Of a sudden a strange excitement or exaltation of mind took possession of her; her nerves tingled, and the blood drummed in her ears. She felt like some desperate gambler staking his wealth and reputation on a throw, and tasted of the gambler’s joy. For a moment, under the influence of this new mood, the uncertainty of her fate became delightful to her, and she smiled to think that few have played such a game as this, of which the issues were the salvation of her lover and the hazard of her mortal breath.

Now she began to act her part, walking forward with a limp like Henry’s, till she was opposite to and some five yards away from the angle of the churchyard wall. Here a swift change came over her; the false excitement passed away, and again she grew mortally afraid. She could not do it! The Cross-Roads were now not twenty paces from her, and once there she might see him and save him. But never could she walk past that wall, knowing that behind it a murderer might be lurking, that every stone and bush and tuft of grass might hide him who would send her to a violent and cruel death. It was very well to make these heroic resolutions at a distance, but when the spot and moment of their execution were at hand ah! then the thing was different! She prayed God that Henry had escaped, or might escape, but she could not take this way to preserve him. Her mind was willing, but the poor flesh recoiled from it. She would call aloud to her husband, and reveal herself to him if he were there. No, for then he would guess her mission, render her helpless in this way or that what chance had she against a madman? and afterwards do the deed. So it came to this: she must go back and wait, upon the chance of meeting Henry on the cliff road, for forward she dared not go.
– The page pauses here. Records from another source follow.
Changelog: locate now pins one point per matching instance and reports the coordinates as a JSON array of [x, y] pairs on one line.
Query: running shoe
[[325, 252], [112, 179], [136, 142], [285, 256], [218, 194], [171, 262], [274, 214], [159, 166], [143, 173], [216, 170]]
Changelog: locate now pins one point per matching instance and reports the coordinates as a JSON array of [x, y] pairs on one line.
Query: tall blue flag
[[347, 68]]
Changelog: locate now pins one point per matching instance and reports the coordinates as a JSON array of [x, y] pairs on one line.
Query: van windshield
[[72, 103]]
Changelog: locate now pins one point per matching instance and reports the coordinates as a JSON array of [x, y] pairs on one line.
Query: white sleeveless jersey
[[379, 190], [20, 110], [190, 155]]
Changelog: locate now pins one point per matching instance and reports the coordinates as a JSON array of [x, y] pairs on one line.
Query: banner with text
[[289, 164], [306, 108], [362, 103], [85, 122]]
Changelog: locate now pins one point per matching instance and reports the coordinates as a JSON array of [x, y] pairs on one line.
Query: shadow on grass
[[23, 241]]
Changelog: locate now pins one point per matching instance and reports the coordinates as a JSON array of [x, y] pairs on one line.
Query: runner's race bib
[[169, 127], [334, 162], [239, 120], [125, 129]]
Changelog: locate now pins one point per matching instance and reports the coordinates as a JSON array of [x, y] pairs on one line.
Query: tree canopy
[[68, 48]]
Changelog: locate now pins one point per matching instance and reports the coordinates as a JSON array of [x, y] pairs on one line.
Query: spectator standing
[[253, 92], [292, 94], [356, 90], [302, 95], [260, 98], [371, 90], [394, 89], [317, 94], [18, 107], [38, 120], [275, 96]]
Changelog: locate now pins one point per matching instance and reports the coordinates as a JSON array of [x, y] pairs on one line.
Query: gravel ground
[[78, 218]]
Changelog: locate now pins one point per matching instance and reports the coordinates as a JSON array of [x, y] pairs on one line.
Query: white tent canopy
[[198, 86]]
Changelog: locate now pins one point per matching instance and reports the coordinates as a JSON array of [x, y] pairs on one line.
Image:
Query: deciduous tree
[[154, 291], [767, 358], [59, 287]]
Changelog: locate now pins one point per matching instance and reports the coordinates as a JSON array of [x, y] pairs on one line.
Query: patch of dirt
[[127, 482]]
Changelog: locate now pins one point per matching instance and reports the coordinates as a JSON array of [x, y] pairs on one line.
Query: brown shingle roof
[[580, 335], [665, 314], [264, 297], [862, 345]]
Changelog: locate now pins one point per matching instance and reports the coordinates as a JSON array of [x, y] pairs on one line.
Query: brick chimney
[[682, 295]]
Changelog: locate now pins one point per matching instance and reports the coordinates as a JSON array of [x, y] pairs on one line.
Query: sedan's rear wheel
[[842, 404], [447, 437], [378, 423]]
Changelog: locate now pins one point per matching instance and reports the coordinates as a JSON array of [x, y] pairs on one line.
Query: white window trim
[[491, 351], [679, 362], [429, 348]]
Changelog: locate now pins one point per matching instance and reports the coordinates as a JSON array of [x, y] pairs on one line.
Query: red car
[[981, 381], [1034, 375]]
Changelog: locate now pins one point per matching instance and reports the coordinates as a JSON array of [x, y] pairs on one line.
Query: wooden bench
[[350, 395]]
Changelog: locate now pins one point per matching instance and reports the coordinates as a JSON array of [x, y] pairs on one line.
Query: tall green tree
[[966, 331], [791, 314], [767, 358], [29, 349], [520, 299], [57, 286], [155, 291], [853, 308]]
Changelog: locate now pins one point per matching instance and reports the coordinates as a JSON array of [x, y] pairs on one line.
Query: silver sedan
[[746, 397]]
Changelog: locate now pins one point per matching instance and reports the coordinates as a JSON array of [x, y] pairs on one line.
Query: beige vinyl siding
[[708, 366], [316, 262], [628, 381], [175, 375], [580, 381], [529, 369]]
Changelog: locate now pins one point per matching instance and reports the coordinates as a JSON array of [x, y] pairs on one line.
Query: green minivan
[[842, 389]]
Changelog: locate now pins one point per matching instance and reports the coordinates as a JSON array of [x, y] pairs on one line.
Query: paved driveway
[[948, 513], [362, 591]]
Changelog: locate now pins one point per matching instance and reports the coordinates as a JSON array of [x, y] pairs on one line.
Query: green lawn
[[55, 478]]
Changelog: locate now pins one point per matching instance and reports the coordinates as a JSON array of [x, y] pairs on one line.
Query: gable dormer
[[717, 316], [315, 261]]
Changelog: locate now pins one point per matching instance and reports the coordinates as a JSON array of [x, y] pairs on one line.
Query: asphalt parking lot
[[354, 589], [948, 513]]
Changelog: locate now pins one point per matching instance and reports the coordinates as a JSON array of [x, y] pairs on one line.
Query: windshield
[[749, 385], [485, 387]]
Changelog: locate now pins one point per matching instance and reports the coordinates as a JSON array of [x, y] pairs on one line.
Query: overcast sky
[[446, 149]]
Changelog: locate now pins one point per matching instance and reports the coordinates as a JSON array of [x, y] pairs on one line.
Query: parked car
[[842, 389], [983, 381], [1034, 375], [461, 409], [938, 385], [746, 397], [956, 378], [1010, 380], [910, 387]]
Already she had turned to fly, when her ear caught a sound in the intense silence such a sound as might have been made by some beast of prey dragging itself stealthily towards its victim. Instantly Joan became paralysed; the extremity of terror deprived her of all use of her limbs or voice, and so she stood with her back towards the wall. Now there was a new sound, as of something rising quickly through deep grass or brushwood, and then she heard the dull noise of the hammer of a gun falling upon an uncapped nipple. In a flash she interpreted its meaning: her husband had forgotten to reload that barrel with which he shot the dog! There was still a chance of life for her, and in this hope Joan’s vital powers returned. Uttering a great cry, she swung round upon her heel so swiftly that the hat fell from her head, and the moonlight passing from the curtain of a cloud, shone upon her ashy face. As she turned, her eyes fell upon another face, the face of a devil of Samuel Rock. He was standing behind the wall, that reached to his breast, and the gun in his hand was levelled at her. A tongue of flame shot out, and, in the glare of it, it seemed to her that his countenance of hellish hate had changed its aspect to one of agony. Then Joan became aware of a dull shock at her breast, and down she sank senseless on the roadway.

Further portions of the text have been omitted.